Depends on your embedded platform and what type of timing you are looking for. For embedded Linux, there are several ways you can accomplish. If you wish to measure the amout of CPU time used by your function, you can do the following:
#include <time.h>
#include <stdio.h>
#include <stdlib.h>
#define SEC_TO_NSEC(s) ((s) * 1000 * 1000 * 1000)
int work_function(int c) {
// do some work here
int i, j;
int foo = 0;
for (i = 0; i < 1000; i++) {
for (j = 0; j < 1000; j++) {
for ^= i + j;
}
}
}
int main(int argc, char *argv[]) {
struct timespec pre;
struct timespec post;
clock_gettime(CLOCK_THREAD_CPUTIME_ID, &pre);
work_function(0);
clock_gettime(CLOCK_THREAD_CPUTIME_ID, &post);
printf("time %d\n",
(SEC_TO_NSEC(post.tv_sec) + post.tv_nsec) -
(SEC_TO_NSEC(pre.tv_sec) + pre.tv_nsec));
return 0;
}
You will need to link this with the realtime library, just use the following to compile your code:
gcc -o test test.c -lrt
You may also want to read the man page on clock_gettime there is some issues with running this code on SMP based system that could invalidate you testing.
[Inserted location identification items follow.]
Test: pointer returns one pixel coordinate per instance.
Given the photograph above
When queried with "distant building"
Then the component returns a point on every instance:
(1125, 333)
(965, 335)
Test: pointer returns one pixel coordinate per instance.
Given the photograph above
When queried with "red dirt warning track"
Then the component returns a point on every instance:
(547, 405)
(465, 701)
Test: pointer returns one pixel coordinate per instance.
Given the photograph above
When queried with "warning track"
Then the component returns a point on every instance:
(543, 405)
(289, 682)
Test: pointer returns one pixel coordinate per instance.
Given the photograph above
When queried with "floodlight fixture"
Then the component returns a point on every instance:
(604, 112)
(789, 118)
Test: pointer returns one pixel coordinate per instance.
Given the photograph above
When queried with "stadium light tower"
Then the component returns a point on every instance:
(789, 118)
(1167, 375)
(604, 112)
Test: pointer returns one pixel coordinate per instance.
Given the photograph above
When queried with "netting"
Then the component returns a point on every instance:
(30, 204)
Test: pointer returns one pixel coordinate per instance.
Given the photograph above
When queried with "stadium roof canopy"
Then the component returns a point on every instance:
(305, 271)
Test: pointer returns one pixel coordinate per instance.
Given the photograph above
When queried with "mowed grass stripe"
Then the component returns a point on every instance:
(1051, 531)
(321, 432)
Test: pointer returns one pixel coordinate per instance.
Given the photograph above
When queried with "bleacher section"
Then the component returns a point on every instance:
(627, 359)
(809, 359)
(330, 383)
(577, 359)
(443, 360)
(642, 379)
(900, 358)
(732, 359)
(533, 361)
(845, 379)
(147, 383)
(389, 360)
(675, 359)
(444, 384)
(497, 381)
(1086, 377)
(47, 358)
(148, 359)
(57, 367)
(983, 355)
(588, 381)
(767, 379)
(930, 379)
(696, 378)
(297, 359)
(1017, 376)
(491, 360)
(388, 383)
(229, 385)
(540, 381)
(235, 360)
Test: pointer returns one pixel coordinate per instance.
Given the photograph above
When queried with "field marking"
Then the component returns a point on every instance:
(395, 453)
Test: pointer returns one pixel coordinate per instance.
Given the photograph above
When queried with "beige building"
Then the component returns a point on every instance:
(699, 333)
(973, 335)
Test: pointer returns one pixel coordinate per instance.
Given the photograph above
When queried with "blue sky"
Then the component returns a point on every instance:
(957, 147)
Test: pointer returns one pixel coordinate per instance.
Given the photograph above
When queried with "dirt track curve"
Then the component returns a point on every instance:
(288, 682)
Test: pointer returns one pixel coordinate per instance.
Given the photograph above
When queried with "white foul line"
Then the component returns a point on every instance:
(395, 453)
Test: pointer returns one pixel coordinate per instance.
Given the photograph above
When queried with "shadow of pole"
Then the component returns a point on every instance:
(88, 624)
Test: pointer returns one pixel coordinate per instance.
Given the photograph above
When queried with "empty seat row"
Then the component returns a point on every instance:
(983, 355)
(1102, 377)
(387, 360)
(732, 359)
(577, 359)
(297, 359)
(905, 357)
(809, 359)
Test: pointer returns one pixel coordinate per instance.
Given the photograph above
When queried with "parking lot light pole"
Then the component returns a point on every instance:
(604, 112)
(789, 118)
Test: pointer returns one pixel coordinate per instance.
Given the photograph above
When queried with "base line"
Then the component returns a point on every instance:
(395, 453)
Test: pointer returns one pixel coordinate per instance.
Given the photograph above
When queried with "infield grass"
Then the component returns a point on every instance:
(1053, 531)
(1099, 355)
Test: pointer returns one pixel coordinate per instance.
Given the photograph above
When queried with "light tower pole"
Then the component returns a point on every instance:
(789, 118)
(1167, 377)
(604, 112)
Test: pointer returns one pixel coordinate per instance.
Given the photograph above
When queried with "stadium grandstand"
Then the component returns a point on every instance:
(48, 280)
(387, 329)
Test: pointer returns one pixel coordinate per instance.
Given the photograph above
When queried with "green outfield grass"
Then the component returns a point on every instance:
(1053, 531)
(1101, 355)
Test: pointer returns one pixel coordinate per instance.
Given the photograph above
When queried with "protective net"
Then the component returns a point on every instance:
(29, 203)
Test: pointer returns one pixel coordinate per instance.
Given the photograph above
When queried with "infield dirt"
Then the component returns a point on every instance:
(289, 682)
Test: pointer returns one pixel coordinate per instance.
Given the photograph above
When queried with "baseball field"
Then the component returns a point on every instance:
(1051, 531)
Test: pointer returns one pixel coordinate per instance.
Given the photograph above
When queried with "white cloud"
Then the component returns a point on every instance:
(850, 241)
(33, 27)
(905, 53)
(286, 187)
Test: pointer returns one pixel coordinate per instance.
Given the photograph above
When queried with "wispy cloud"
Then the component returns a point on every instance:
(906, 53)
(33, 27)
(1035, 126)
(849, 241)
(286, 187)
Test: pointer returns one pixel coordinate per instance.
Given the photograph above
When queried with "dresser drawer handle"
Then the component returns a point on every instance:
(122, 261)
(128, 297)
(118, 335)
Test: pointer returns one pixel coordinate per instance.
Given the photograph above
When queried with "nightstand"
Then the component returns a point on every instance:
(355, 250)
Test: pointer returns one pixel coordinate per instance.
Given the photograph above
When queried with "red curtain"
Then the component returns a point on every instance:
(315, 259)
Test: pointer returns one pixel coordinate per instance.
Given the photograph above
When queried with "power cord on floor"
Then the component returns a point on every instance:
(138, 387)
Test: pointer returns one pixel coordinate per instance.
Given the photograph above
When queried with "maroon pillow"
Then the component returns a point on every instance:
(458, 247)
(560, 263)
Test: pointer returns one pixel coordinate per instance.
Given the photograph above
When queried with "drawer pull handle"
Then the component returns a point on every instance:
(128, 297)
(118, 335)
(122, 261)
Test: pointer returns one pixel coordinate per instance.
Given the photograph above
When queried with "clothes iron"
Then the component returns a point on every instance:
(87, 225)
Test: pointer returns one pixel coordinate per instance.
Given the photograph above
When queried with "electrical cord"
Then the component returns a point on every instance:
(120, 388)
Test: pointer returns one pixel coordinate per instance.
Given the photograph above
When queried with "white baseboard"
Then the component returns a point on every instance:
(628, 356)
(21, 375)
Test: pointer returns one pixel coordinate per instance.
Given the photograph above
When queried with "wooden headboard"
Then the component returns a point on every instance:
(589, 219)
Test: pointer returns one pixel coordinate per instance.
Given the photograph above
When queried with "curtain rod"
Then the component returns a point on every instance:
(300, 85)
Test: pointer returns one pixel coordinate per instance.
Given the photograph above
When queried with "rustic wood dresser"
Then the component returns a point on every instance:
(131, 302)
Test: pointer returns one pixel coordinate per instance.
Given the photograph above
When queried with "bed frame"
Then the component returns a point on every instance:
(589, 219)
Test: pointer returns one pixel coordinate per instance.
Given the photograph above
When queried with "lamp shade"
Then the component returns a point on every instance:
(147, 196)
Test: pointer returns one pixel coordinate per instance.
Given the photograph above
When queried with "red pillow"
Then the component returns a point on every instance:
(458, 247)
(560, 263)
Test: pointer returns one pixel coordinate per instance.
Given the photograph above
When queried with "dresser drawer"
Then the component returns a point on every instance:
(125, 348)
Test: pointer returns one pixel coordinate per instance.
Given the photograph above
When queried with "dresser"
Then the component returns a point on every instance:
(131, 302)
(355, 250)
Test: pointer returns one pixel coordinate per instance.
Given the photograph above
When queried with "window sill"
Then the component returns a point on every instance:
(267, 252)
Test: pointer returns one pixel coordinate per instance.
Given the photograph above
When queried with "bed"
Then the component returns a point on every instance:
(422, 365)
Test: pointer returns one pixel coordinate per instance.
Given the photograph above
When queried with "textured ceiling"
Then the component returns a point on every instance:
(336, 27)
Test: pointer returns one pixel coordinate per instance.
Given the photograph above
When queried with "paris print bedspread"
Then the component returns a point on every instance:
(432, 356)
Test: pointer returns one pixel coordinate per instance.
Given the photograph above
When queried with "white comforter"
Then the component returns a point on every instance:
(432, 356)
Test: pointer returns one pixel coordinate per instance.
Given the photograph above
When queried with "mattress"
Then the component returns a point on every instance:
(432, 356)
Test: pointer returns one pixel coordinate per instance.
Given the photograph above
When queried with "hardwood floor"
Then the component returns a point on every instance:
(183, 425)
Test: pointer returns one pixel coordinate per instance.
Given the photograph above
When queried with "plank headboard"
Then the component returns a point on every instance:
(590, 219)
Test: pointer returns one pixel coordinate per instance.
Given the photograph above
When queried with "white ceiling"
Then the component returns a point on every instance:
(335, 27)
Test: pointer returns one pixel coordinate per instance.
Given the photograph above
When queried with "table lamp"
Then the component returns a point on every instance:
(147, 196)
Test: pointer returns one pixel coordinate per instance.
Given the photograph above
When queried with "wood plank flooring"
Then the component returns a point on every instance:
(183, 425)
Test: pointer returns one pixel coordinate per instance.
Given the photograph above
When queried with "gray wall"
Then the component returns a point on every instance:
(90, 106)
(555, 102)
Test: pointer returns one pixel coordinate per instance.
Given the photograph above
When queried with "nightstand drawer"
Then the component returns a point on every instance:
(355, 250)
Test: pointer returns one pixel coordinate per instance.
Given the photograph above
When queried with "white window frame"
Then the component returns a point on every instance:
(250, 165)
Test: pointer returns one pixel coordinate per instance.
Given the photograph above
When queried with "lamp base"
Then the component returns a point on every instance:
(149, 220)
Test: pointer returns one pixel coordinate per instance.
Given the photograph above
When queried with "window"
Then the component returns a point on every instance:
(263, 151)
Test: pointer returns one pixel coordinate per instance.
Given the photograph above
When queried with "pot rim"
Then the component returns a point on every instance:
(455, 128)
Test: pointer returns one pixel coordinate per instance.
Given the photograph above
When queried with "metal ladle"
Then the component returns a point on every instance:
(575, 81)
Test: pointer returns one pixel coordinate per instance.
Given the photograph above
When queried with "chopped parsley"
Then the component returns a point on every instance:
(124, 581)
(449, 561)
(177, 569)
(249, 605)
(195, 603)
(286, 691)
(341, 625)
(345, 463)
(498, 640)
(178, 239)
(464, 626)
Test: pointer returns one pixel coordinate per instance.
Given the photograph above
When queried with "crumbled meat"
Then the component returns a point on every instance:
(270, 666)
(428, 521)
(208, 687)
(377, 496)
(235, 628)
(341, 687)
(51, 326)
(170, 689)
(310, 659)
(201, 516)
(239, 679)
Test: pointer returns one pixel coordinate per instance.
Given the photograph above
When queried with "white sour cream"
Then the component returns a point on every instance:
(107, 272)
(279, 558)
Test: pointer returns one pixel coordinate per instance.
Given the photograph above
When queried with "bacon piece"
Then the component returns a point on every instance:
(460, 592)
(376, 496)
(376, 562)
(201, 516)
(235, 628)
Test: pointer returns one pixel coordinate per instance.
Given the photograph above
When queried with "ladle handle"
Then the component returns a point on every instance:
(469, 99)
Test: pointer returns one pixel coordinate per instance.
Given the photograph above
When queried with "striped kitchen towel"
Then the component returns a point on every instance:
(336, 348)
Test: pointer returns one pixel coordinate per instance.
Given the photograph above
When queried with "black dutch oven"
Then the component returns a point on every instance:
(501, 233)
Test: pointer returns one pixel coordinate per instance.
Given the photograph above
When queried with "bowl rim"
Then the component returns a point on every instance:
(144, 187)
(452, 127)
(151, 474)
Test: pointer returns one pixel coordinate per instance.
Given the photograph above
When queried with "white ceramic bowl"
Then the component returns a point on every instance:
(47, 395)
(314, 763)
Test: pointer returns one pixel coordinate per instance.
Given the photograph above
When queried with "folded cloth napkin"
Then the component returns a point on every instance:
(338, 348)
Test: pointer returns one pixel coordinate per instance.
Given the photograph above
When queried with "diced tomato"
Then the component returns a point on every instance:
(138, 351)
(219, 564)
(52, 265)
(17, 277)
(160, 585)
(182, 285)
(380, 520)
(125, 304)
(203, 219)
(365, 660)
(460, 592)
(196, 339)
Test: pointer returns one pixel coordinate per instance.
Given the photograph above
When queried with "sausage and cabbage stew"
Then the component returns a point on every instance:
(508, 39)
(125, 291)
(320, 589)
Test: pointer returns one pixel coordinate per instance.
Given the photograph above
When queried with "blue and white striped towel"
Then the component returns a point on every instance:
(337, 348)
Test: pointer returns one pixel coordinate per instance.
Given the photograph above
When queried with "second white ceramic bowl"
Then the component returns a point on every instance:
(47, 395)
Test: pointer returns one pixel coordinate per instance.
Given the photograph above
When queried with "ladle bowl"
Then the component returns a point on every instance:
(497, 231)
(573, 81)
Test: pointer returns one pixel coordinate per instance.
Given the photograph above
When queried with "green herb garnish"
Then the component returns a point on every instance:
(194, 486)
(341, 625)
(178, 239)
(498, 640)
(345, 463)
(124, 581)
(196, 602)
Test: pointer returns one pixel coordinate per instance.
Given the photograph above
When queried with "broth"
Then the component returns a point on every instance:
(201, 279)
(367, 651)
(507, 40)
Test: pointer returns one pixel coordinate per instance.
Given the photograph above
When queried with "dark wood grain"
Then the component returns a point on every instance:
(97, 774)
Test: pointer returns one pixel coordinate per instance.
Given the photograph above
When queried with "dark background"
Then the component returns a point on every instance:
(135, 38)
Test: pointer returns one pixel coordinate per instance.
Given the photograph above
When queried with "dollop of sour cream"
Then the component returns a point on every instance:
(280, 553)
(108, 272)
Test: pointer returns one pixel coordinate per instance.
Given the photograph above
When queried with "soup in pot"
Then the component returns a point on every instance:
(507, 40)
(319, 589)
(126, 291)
You could use something like sched_setaffinity() or the command line cpuset to force the code on only one core.
If you are looking to measure user and system time, then you could use the times(NULL) which returns something like a jiffies. Or you can change the parameter for clock_gettime() from CLOCK_THREAD_CPUTIME_ID to CLOCK_MONOTONIC...but be careful of wrap around with CLOCK_MONOTONIC.
For other platforms, you are on your own.
Drew

I always implement an interrupt driven ticker routine. This then updates a counter that counts the number of milliseconds since start up. This counter is then accessed with a GetTickCount() function.
Example:
#define TICK_INTERVAL 1 // milliseconds between ticker interrupts
static unsigned long tickCounter;
interrupt ticker (void)
{
tickCounter += TICK_INTERVAL;
...
}
unsigned in GetTickCount(void)
{
return tickCounter;
}
In your code you would time the code as follows:
int function(void)
{
unsigned long time = GetTickCount();
do something ...
printf("Time is %ld", GetTickCount() - ticks);
}

In OS X terminal (and probably Unix, too), use "time":
time python function.py

If the code is .Net, use the stopwatch class (.net 2.0+) NOT DateTime.Now. DateTime.Now isn't updated accurately enough and will give you crazy results

If you're looking for sub-millisecond resolution, try one of these timing methods. They'll all get you resolution in at least the tens or hundreds of microseconds:
If it's embedded Linux, look at Linux timers:
http://linux.die.net/man/3/clock_gettime
Embedded Java, look at nanoTime(), though I'm not sure this is in the embedded edition:
http://java.sun.com/j2se/1.5.0/docs/api/java/lang/System.html#nanoTime()
If you want to get at the hardware counters, try PAPI:
http://icl.cs.utk.edu/papi/
Otherwise you can always go to assembler. You could look at the PAPI source for your architecture if you need some help with this.